Oh, and good luck trying to find clothing as a swole person.  Many times, my swole brothers and sisters have found themselves in fitting rooms, struggling to pull a pair of jeans up over their massive quads, lamenting the current trend toward skinny jeans.  Fashion trends push swole persons to the very fringes of society by subliminally shaming them for their size.  If you’re a small person, you can always move up in size, but there is no hope for the swole.  It’s not like we can make small clothes bigger.

Swole persons are frequently victimized by vicious stereotypes.  Slurs such as “meathead” are tossed around with no regard for the lasting damage caused by such abusive language.  Swole people aren’t dumb, but for reasons I don’t fully understand, the media continuously portrays us as unintelligent or somehow mentally deficient because of our size.  In the workplace, we are always the ones asked to replace the jug at the watercooler or carry boxes.  Our coworkers may not even realize when their prejudices are revealed.  They’ve been trained by our swole-shaming culture to judge us by our bodies.

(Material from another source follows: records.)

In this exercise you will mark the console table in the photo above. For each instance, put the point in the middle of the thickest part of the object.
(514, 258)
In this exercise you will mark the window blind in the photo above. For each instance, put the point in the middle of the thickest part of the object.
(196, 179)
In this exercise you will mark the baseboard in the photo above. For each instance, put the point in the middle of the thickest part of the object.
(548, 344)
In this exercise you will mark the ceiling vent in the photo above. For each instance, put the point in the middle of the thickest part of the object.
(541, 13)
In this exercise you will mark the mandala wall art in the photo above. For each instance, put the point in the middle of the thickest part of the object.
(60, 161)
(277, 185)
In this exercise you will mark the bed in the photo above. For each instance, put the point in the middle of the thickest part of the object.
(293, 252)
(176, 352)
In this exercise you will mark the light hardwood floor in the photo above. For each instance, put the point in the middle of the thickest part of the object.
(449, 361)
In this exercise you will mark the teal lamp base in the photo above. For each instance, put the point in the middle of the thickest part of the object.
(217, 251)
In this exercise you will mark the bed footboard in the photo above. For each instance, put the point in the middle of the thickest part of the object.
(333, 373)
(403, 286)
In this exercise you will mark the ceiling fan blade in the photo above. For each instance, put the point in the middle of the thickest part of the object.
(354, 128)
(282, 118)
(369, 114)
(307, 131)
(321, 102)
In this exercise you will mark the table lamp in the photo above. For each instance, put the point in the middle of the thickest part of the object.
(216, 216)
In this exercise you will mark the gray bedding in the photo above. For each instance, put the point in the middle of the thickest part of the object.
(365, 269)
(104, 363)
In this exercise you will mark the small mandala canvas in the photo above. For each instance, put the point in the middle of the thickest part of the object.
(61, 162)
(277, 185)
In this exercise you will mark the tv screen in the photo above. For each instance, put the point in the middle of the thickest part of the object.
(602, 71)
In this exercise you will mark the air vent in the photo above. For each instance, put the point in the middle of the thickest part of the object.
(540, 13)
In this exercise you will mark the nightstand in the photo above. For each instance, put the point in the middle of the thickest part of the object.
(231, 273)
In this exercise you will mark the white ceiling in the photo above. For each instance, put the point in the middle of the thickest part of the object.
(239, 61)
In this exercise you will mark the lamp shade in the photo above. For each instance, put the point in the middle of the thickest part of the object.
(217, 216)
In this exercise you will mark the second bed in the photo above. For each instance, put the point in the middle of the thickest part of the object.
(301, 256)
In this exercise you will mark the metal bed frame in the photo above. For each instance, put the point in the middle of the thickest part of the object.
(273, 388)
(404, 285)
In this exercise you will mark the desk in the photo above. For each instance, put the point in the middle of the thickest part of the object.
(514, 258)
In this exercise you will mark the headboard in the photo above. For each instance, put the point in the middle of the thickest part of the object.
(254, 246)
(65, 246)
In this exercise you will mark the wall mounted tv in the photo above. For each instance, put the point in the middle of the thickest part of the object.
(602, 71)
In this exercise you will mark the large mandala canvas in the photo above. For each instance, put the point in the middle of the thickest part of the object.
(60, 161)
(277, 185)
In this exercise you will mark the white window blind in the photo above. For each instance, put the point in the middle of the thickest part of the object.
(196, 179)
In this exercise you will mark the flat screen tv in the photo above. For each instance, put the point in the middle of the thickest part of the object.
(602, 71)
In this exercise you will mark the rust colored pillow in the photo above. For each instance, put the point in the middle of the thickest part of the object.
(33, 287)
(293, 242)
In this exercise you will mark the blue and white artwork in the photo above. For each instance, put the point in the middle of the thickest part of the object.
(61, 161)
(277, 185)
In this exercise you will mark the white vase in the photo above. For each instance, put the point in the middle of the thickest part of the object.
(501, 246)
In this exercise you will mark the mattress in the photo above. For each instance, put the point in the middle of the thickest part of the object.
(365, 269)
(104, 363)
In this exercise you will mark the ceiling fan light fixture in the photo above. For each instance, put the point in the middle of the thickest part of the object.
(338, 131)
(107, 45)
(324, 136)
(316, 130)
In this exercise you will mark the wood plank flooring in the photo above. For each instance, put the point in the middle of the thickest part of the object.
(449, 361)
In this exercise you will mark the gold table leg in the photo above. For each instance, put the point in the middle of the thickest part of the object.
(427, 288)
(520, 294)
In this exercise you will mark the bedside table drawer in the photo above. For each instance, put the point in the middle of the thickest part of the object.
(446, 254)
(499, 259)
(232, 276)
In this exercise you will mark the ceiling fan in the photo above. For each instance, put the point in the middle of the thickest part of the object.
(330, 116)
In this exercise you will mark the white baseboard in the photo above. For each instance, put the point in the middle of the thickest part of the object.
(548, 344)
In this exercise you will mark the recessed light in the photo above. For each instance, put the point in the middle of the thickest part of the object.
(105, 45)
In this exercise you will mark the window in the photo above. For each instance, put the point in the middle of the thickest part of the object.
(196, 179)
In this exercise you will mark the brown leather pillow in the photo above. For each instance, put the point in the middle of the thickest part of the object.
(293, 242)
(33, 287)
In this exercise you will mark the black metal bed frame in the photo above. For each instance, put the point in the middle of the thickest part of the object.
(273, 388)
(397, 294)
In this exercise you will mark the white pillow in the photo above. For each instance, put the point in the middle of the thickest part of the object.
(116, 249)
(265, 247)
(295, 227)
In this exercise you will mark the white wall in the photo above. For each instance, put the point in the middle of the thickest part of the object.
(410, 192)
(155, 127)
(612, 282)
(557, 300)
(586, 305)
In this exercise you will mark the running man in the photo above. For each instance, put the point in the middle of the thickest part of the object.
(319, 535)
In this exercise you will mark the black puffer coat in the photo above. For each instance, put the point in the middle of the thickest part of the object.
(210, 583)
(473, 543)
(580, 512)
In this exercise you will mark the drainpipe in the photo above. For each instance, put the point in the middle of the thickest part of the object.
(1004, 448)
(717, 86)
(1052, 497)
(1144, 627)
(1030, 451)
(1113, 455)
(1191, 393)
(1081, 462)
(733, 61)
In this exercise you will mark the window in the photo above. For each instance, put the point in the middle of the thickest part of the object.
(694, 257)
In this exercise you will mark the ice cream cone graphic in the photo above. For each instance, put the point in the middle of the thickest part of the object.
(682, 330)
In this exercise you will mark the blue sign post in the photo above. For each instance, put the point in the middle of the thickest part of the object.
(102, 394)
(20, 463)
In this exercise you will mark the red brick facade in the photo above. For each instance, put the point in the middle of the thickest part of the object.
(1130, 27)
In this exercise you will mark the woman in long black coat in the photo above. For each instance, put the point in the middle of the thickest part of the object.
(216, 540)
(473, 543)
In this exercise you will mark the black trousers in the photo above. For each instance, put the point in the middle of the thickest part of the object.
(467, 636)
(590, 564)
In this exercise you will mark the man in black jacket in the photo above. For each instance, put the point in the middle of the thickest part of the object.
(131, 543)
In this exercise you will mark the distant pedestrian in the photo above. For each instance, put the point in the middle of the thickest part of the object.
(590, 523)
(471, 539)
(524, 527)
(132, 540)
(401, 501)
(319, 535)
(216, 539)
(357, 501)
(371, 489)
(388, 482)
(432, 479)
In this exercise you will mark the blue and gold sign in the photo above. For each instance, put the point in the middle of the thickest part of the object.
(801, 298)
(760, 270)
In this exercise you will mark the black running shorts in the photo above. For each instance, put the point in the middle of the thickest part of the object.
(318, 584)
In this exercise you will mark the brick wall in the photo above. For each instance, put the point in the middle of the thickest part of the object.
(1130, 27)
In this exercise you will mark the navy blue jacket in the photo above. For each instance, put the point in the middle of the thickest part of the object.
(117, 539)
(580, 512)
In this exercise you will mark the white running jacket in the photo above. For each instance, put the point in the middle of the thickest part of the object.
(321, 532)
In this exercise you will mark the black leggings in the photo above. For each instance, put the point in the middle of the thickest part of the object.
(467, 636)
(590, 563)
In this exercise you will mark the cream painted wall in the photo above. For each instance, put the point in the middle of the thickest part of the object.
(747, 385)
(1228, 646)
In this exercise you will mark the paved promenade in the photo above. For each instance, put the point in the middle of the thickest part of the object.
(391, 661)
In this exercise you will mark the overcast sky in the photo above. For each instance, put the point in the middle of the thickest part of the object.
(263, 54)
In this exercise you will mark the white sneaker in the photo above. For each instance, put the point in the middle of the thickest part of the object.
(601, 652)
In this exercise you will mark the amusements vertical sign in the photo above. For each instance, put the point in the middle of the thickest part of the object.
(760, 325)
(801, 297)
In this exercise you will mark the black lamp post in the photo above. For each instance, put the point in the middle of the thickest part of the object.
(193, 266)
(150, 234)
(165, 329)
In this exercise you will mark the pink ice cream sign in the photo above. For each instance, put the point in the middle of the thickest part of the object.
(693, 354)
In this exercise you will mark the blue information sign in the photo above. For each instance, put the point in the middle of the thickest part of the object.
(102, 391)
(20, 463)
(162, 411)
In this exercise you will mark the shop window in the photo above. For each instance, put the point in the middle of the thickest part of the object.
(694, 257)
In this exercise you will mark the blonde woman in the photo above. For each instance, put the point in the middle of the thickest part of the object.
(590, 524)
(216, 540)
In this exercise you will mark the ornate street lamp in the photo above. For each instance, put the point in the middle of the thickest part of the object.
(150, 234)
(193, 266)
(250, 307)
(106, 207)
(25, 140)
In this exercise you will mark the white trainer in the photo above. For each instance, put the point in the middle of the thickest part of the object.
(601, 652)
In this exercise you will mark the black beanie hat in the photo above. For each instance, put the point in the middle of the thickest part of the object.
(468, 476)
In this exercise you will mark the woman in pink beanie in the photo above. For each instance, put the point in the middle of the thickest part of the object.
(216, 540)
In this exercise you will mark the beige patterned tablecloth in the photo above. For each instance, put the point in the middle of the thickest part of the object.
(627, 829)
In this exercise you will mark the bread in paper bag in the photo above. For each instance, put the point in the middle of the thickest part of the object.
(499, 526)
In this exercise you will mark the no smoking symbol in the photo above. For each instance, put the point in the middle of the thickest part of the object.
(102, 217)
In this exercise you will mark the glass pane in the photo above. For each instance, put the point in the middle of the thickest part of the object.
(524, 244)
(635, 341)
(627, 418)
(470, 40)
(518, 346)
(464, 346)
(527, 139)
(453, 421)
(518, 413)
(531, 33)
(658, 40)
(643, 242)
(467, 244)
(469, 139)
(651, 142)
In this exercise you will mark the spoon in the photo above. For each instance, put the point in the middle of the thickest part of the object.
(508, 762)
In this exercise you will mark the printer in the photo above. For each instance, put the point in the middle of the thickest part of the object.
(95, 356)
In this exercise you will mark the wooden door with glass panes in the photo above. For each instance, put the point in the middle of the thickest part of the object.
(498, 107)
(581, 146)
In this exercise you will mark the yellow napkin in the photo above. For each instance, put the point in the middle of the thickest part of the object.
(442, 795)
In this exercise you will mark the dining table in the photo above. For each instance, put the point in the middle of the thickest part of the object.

Even our families don’t necessarily know how to relate to us.  I remember the first time my mother walked in on me doing curls in my room.  We were both so embarrassed.  Things only got worse when she found my stash of muscle magazines under my mattress.  She just couldn’t understand.  It’s like she thought swole was something I decided to become, instead of realizing it’s just who I am inside.  This is a common misconception.  We can’t just stop being swole any more than a person can change sexual orientation or skin color, and it’s deeply offensive to imply that swole is merely a lifestyle choice.

So, at this point, if you are non-swole, transswole or just a little bicep-curious, you may be wondering what the do’s and don’ts are when interacting with swole persons.  First of all, don’t act surprised when you find out a swole person is intelligent or articulate.  Second, don’t make generalizations.  If you look at a swole person and say something such as, “That guy must work at GNC,” you’re perpetuating the cycle of swole-shaming, even if you’re just kidding.  Try to avoid statements implying people shouldn’t be swole, or that smallness is something to be desired.  For example, saying, “I just don’t understand why someone would get so big” is the type of judgmental statement a swole person just doesn’t need to hear.  Swole isn’t some horrible thing people should avoid.  The only thing people should avoid is dumping more shame on the broad shoulders of the swole community.

Hopefully you’re now aware of the swole persons’ plight.  It’s time for swole discrimination to end and for non-swoles to realize swole persons are simply people, too.

The bottom line is this: No matter what your level of swole is, remember to love yourself for who you are and don’t accept negativity from outside sources.  Love your swole, people.